= Ajani Anibijuwon Omisore =

Nigerian Chief

Lowa Ajani Anibijuwon Omisore (c. 1841 – 18 March 1941) was a Yoruba aristocratic chief in Ife, British Nigeria who founded the town of Ayepe-Olode and founded the Omisore dynasty. He was granted the title of Lowa by Ooni (King) Adelekan Olubuse I of Ife, making him second-in-command to the Ooni. He subsequently served as a regent and a kingmaker in Ife, crowning Ademiluyi Ajagun and Adesoji Aderemi as Ooni. He led and managed the construction of Ife's major road networks under the wishes of Ooni Ajagun and later founded the town of Ayepe-Olode, which he transformed from a desolate jungle that was previously used by animal hunters.

==Renovation of Ife==
Adelekan Olubuse I, the 46th Ooni of Ife, granted Omisore the chieftaincy title of Lowa, thus giving him great power and influence in Ife. Ooni Ademiluyi Ajagun desired a series of road networks that would connect Ife with neighbouring major towns. Omisore was appointed to lead a group of able-bodied youths from different Ife compounds to construct several intercity and intracity roads such as Ife-Ede road, Ife-Ondo road, and several township streets, which still exist in Ife today. His construction and engineering efforts earned him prestige and recognition as Lowa.

==Founding of Ayepe-Olode==
During his construction in Ife, he discovered a vast rural jungle and requested Ooni Ajagun for permission to farm on the land. Omisore was granted permission to gain ownership over the large range of land, which stretched from River Aaye to River Ahanran. Omisore cultivated portions of the land, attracting tenants who paid him fees to hunt and farm on his land. He constructed a residential abode made with the bark of trees called Epo-Igi in the Yoruba language. It was so much fascinating that travellers passing by, normally refer to the location as, Aba Elepo; (a village of hut with bark-tree). The village quickly grew as a commercial centre, attracting farmers and wildlife hunters from locations such as Oshun, Ondo, Igbomina, and Benin.

With the introduction of cocoa as a cash crop in 1910–1920, Omisore started planting several cocoa tree seedlings, which attracted farmers from various Yoruba towns. This also attracted more elites of Ife to his land, which he granted land to. In 1927, he gave portions of land to his in-law, Prince Adesoji Aderemi (who had married his daughter; Olapeju-mother of late Tejumade Alakija). Also given portions of land were Prince Adereti (father of Ooni Okunade Sijuwade) including late Chief Adetipe and later, a stretch of land was freely given to the senior brother of his son-in-law, Prince Adewuyi Alausa (Senior brother to Ooni Aderemi).

==Native Court==
Omisore served as president of the Native Court, where he helped British colonial authorities resolve indigenous disputes through the policy of indirect rule. British colonial authorities temporarily suspended Omisore from office and court for 3 months upon request from Ooni Ajagun. His alleged offences were "his failure to attend the reconciliation meeting called at the Afin after a quarrel between the sons of the two men" and wearing a special gown "in the Ooni's presence to which the Ooni takes objection".

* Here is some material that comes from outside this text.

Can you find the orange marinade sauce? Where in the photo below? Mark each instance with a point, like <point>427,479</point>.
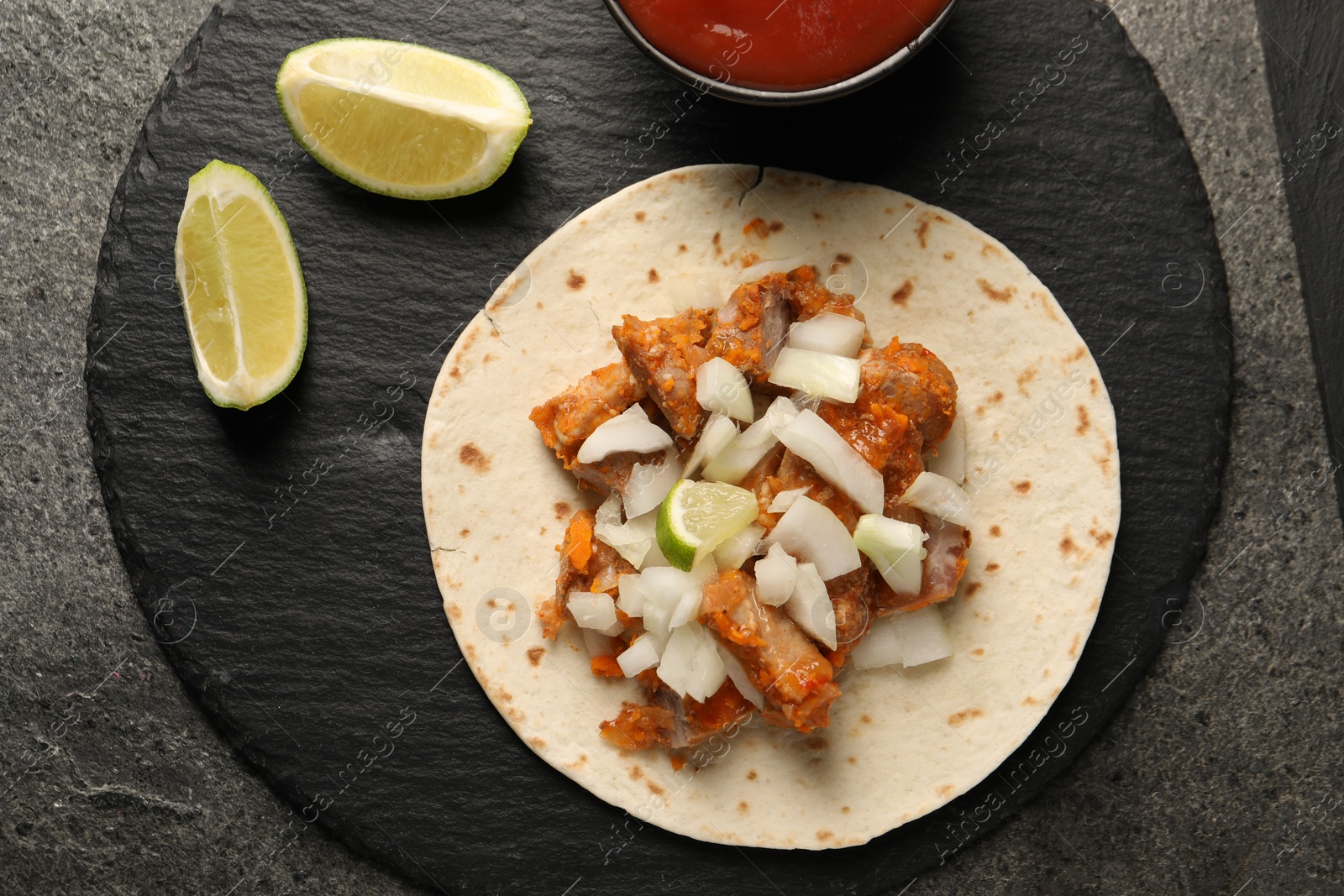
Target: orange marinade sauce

Captain W.A. Ross, the British colonial Resident minister of Oyo Province, wrote about Omisore twice in 1923 and 1925. In 1923, Ross described Omisore as follows:
Lowa [Omisore] is the most prominent and helpful chief in Ife. Several of the others are too old to be of much use.

In 1925, Ross again wrote about Omisore:

Probably the most intelligent chief is the Lowa [Omisore] who has been entrusted with the task of teaching the Obalufe his duties as president of the Native Court. The Lowa is a sound chief. . . and has much influence in the town.

==Legacy==
In 1930, Prince Adesoji Aderemi ascended to the throne as Ooni, and Omisore was able to consolidate his growing influence. Omisore died in 1941. His personal family residence is located at Ogbon Oya, and is between 120 and 135 years old. It is constructed in the Brazilian architectural style. Omisore was the father of Oba David Olajide Omisore and the grandfather of Nigerian politician Iyiola Omisore, who served as Deputy Governor and senator of Osun State.